Visual arts, whether you’re engaging in them or just appreciating them, can bring enjoyment and encouragement, but expressing oneself through art can also have physical and mental health benefits.

Art therapy, a type of psychotherapy, helps provide a way to express emotions and experiences not easily expressed in words. It is not about the final product; it is about healing through the process of making art.

Research has identified a range of physical and mental health benefits of art and art therapy. For example, a study of cancer patients found that four hour-long guided, creative art (drawing) therapy exercises improved participants’ psychological well-being by decreasing negative emotions and increasing positive emotions.

The American Art Therapy Association defines art therapy as an integrative mental health and human services profession that helps individuals through active art-making and creative process in a psychotherapy setting.  Art therapy is used to reduce conflicts and distress, improve cognitive functions, foster self-esteem, and build emotional resilience and social skills. It engages the mind, body, and spirit in ways that are distinct from verbal communication, according to the association.

Art therapists are master-level clinicians who work with people of all ages across many practice settings, such as hospitals, schools, private practice, psychiatric and rehabilitation facilities and crisis centers.

One six-month study of caregivers of people with long-term illness found that regularly taking part in a creative arts activity reduced stress, decreased anxiety and increased positive emotions among the caregivers. In hospital settings, art therapy has been found to reduce the need for sleep medication and to reduce the length of hospital stays.

The authors of a review of research, Heather Stuckey, D.Ed., and Jeremy Nobel, M.D., M.P.H., concluded that use of arts in healing “complements the biomedical view by focusing on not only sickness and symptoms themselves but the holistic nature of the person.”
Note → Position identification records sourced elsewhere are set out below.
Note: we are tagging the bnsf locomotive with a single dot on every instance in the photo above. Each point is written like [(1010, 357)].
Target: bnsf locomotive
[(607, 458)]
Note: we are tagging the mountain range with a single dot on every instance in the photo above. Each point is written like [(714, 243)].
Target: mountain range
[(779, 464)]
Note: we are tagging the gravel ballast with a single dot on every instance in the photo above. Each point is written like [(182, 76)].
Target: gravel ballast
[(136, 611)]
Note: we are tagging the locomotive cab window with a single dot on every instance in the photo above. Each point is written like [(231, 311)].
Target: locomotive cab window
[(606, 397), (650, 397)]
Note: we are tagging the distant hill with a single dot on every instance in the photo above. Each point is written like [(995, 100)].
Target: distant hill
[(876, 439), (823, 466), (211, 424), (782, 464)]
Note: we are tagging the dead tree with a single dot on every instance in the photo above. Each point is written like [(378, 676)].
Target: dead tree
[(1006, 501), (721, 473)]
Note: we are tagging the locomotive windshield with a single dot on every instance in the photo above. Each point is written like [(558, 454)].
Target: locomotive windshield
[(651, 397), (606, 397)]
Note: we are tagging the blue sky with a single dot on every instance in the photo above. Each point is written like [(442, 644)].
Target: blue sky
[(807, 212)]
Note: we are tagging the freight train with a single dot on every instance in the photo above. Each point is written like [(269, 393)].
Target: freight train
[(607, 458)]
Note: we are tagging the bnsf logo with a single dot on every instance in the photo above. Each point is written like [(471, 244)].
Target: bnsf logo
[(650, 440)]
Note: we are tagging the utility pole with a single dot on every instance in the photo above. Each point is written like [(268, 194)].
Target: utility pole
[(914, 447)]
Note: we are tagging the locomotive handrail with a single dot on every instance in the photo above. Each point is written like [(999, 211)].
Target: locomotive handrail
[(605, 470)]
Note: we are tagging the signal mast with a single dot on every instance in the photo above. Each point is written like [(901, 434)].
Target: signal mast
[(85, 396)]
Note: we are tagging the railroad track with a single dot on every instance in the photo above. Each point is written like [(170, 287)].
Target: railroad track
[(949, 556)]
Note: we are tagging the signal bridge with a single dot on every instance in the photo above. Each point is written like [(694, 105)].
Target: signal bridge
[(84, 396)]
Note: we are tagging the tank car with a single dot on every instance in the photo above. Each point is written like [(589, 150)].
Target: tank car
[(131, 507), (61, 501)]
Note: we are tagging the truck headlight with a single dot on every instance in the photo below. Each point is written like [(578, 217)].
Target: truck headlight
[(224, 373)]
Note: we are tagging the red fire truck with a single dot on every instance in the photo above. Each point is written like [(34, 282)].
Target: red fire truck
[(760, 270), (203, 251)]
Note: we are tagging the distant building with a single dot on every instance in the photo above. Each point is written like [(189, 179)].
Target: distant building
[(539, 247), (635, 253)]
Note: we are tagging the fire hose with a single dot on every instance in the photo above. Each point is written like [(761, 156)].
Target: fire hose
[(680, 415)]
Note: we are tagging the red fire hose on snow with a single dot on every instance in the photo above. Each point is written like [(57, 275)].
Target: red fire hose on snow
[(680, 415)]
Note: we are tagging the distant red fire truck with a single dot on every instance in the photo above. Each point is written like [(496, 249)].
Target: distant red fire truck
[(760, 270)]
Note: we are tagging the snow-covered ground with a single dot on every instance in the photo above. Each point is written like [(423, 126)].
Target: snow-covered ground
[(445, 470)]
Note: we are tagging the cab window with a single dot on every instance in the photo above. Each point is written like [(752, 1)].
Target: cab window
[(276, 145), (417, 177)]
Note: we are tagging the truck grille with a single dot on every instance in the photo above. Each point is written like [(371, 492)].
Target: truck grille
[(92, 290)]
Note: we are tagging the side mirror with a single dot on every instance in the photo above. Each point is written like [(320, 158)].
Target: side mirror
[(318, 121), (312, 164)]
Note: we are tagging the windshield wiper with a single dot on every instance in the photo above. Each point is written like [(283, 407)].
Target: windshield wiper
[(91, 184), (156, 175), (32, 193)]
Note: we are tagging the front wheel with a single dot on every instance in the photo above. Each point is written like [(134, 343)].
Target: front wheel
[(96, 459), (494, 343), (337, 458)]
A study of women with cancer engaging in different types of visual arts, including card-making, collage, pottery, watercolor and acrylics found four types of benefits: it helped them focus on positive life experiences and reduce focus on their cancer; enhanced their self-worth and identity through challenge and achievement; allowed them to maintain a social identity not related to cancer; and allowed them to express their feelings, especially related to chemotherapy. Another study of women with cancer found reduced emotional distress and decrease in physical symptoms with the use of art therapy.

A review of research over the past decade looking at art therapy for people with serious mental illness found it to be a “potentially low-risk and high benefit intervention to minimize symptoms and maximize functioning in individuals living with serious mental illness.”

Other creative pursuits, such as music, writing, dance and play acting, have also demonstrated emotional and mental health benefits.

Whether you are struggling with a mental health concern or just looking to cope with everyday stresses, consider adding some creative arts into your day. You can find a trained art therapist through the American Art Therapy Association, Art Therapist Locator or through an online directory at the Art Therapy Credentials Board.